When I practiced in the mid-1990s, I occasionally worked on projects we called "asset securitizations." We didn't talk about it to our friends or families, because their eyes would glaze over and then they would pass out from boredom. Because of our client base, our asset securitizations were generally either used car loans from the finance side of large auto companies or franchise loan securitizations from oil and gas companies. Only when the financial crisis hit did everyone seem to become conversant in asset-backed securities, and the process of wide-spread securitization of mortgages seemed to be at the root of all the mortgage troubles.

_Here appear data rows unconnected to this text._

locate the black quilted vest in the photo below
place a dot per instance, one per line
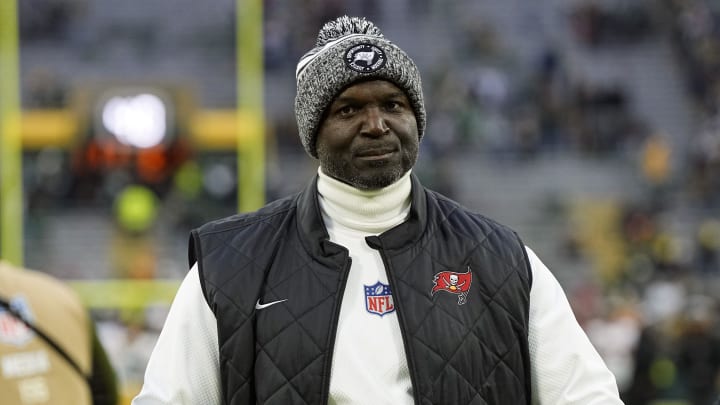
(470, 353)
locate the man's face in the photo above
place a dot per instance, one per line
(369, 137)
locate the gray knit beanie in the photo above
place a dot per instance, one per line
(348, 50)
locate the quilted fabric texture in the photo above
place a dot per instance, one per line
(475, 353)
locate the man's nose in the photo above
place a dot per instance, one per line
(374, 123)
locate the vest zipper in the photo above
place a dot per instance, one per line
(401, 320)
(333, 332)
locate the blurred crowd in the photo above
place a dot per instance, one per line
(651, 308)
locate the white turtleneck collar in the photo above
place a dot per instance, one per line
(373, 211)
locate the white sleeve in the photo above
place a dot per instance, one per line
(565, 368)
(184, 367)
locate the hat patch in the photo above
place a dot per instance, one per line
(365, 58)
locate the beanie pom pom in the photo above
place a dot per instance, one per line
(345, 25)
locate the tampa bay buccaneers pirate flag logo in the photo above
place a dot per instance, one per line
(454, 283)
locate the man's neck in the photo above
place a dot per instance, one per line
(373, 211)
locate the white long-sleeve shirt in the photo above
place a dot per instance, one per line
(565, 368)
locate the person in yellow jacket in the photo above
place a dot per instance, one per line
(49, 350)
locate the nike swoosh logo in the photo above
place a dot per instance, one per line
(258, 305)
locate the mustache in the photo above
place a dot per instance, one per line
(375, 149)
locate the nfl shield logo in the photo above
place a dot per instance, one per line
(378, 299)
(12, 330)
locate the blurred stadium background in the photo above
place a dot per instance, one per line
(590, 127)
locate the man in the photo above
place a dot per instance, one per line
(49, 352)
(365, 287)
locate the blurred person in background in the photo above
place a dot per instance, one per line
(49, 350)
(367, 287)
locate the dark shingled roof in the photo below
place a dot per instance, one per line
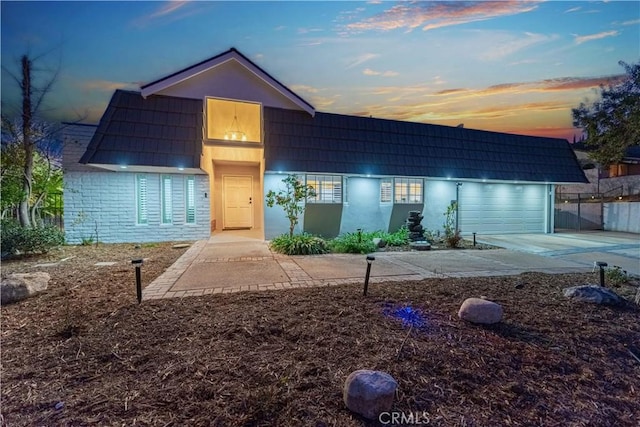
(156, 131)
(167, 131)
(332, 143)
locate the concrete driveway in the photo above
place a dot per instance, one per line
(585, 248)
(237, 261)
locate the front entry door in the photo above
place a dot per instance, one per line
(238, 201)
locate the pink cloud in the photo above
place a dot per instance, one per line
(431, 15)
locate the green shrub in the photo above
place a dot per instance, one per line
(397, 238)
(353, 243)
(616, 276)
(17, 240)
(453, 240)
(299, 244)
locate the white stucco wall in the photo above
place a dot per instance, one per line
(95, 198)
(107, 200)
(489, 208)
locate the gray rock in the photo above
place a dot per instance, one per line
(478, 310)
(369, 393)
(592, 293)
(420, 245)
(19, 286)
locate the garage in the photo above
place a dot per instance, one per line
(502, 208)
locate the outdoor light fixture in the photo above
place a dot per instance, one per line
(137, 263)
(370, 259)
(602, 265)
(235, 133)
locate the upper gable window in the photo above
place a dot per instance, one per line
(233, 121)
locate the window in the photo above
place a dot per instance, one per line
(166, 199)
(408, 190)
(328, 188)
(385, 190)
(190, 202)
(141, 200)
(233, 121)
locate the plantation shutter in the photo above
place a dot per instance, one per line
(141, 199)
(191, 200)
(385, 191)
(166, 199)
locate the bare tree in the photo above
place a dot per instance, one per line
(26, 134)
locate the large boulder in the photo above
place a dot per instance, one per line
(369, 393)
(593, 294)
(18, 286)
(482, 311)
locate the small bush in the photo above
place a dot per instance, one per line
(398, 238)
(616, 276)
(453, 240)
(353, 243)
(17, 240)
(299, 244)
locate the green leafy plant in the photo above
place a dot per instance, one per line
(291, 198)
(19, 240)
(299, 244)
(452, 236)
(616, 276)
(87, 241)
(397, 238)
(353, 243)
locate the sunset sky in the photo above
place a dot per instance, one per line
(509, 66)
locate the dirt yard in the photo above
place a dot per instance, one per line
(85, 353)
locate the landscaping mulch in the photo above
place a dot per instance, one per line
(85, 353)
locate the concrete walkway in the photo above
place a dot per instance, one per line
(236, 261)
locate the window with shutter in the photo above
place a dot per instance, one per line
(141, 200)
(408, 190)
(385, 190)
(328, 188)
(166, 199)
(190, 202)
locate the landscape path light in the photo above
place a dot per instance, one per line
(370, 259)
(602, 265)
(137, 263)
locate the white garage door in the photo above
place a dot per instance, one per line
(502, 208)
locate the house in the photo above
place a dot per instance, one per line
(620, 179)
(197, 150)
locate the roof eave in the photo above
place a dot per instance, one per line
(231, 55)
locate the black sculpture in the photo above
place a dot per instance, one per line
(414, 227)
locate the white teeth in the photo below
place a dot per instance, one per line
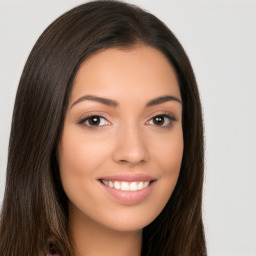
(133, 186)
(140, 185)
(117, 185)
(145, 184)
(126, 186)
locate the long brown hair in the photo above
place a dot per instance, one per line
(35, 214)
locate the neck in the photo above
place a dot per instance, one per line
(93, 239)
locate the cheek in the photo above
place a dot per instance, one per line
(77, 154)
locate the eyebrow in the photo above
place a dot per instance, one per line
(162, 99)
(108, 102)
(113, 103)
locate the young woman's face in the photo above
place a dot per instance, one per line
(122, 143)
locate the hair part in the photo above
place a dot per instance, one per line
(35, 208)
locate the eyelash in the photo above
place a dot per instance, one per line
(166, 116)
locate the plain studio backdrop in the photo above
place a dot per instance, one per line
(220, 39)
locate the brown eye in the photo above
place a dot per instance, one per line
(159, 120)
(162, 121)
(94, 120)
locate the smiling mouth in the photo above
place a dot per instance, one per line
(126, 186)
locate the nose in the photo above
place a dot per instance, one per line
(130, 146)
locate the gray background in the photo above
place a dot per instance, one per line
(220, 39)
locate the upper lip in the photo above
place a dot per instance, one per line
(128, 177)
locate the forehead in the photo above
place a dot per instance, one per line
(141, 70)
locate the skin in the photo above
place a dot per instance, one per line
(127, 138)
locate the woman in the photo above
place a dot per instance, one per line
(106, 147)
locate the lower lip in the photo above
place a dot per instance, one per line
(129, 197)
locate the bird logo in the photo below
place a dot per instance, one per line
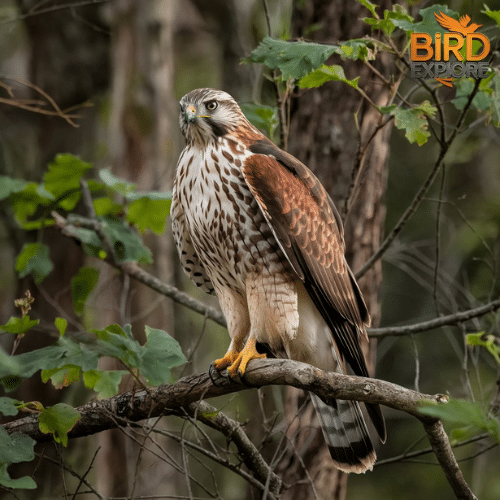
(459, 26)
(456, 53)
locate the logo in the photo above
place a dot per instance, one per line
(450, 55)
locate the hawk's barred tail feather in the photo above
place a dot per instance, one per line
(346, 435)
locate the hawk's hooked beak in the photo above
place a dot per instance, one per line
(190, 114)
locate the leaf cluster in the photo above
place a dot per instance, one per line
(305, 65)
(67, 361)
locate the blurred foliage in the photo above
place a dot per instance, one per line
(466, 265)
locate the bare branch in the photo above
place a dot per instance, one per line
(451, 319)
(181, 397)
(442, 449)
(445, 146)
(133, 270)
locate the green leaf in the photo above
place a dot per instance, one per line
(464, 413)
(481, 101)
(293, 59)
(9, 185)
(19, 325)
(81, 286)
(358, 49)
(119, 185)
(10, 370)
(326, 74)
(61, 324)
(8, 407)
(63, 179)
(370, 6)
(413, 121)
(487, 341)
(160, 353)
(58, 420)
(429, 23)
(150, 211)
(106, 206)
(105, 383)
(15, 448)
(62, 377)
(396, 18)
(265, 118)
(153, 360)
(34, 257)
(126, 243)
(26, 202)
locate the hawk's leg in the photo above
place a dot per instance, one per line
(248, 352)
(230, 357)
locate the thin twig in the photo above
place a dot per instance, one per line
(451, 319)
(423, 189)
(132, 269)
(173, 399)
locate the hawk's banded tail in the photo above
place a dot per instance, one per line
(346, 435)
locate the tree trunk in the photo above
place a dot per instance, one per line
(326, 139)
(141, 137)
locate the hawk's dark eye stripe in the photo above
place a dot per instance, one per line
(217, 128)
(211, 105)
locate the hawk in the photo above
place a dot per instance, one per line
(255, 227)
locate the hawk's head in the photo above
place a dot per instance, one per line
(207, 114)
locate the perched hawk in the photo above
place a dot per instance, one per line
(253, 225)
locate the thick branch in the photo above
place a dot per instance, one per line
(442, 449)
(166, 399)
(132, 269)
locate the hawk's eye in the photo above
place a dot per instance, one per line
(211, 105)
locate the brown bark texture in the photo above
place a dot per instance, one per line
(324, 135)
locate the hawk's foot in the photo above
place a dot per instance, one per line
(228, 359)
(219, 379)
(248, 352)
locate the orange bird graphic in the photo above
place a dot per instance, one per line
(459, 26)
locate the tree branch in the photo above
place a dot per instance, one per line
(451, 319)
(133, 270)
(423, 189)
(175, 399)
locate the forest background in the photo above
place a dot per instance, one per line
(88, 129)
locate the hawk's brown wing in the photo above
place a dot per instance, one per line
(309, 231)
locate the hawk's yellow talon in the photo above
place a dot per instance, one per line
(227, 360)
(240, 363)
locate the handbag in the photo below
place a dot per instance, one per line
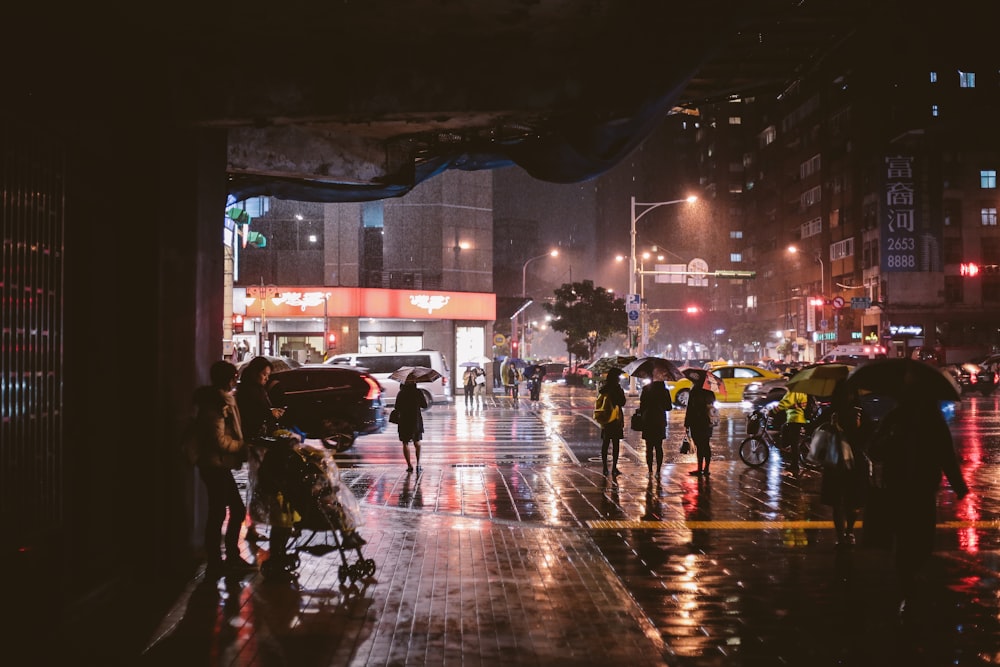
(636, 421)
(825, 447)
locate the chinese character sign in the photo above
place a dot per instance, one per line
(899, 224)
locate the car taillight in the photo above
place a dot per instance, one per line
(374, 391)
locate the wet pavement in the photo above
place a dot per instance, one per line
(511, 548)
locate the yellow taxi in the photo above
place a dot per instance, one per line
(734, 377)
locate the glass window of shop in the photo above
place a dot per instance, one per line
(391, 343)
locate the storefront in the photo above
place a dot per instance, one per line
(306, 323)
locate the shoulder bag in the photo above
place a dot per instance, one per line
(636, 421)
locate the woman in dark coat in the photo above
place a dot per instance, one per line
(698, 422)
(910, 450)
(654, 404)
(845, 485)
(613, 431)
(409, 402)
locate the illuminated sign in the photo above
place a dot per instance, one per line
(283, 302)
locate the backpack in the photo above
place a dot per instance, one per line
(189, 441)
(605, 411)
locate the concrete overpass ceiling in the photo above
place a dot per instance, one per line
(353, 100)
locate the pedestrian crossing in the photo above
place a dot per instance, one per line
(456, 436)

The hypothesis is this, and it has some support: If lenders held their loans, particularly their mortgages, then they would only make good loans. By having a market to dump loans into, lenders loosen criteria to make more mortgages. Ignorant bond holders can't buy enough MBS, so lenders loosen criteria even more to meet demand. Lenders may even engage in fraud or encourage borrowers to engage in fraud. The Dodd-Frank Act tries to remedy these ills by having regulation at the lender end and the MBS end. We'll see if it works.
But the NYT this week tells us the securitization evil has spread to used car loans. Because I'm pretty sure used car loans have been securitized since at least 1993, I don't see this as news. However, the article suggests that because of less fun in MBS, those investors now have poured their money into used car loan-backed securities (let's say UCBS). The article doesn't state it's hypothesis, but suggests this is bad because (1) car buyers are defaulting and losing their vehicles and (2) financial players who package UCBS are getting rich. But, the article doesn't go so far as to provide evidence that (1) car buyers are defaulting more than usual or (2) that the demand for UCBS has caused lenders to be more unscrupulous than they have been in the past.
In addition, problems in the MBS market, particularly mortgage defaults, have pretty big negative externalities: foreclosures, neighborhoods with empty houses, dislocation of families, home prices, etc. When car borrowers default, the lender takes the car back. The borrower is out the car payments that were made (the NYT focuses on car buyers who never made any payments, so not particularly left worse off), but the car lot now can resell the car again. Cars are more liquid than houses, and repossession is quicker and cheaper than foreclosure.
So, I'm not getting very worried about the used car loan bubble just yet. If we think that used car loan rates are too high, then that's another concern. If we think that used car sales people are pressuring or misleading customers, that's another concern. But I don't think securitization is the problem.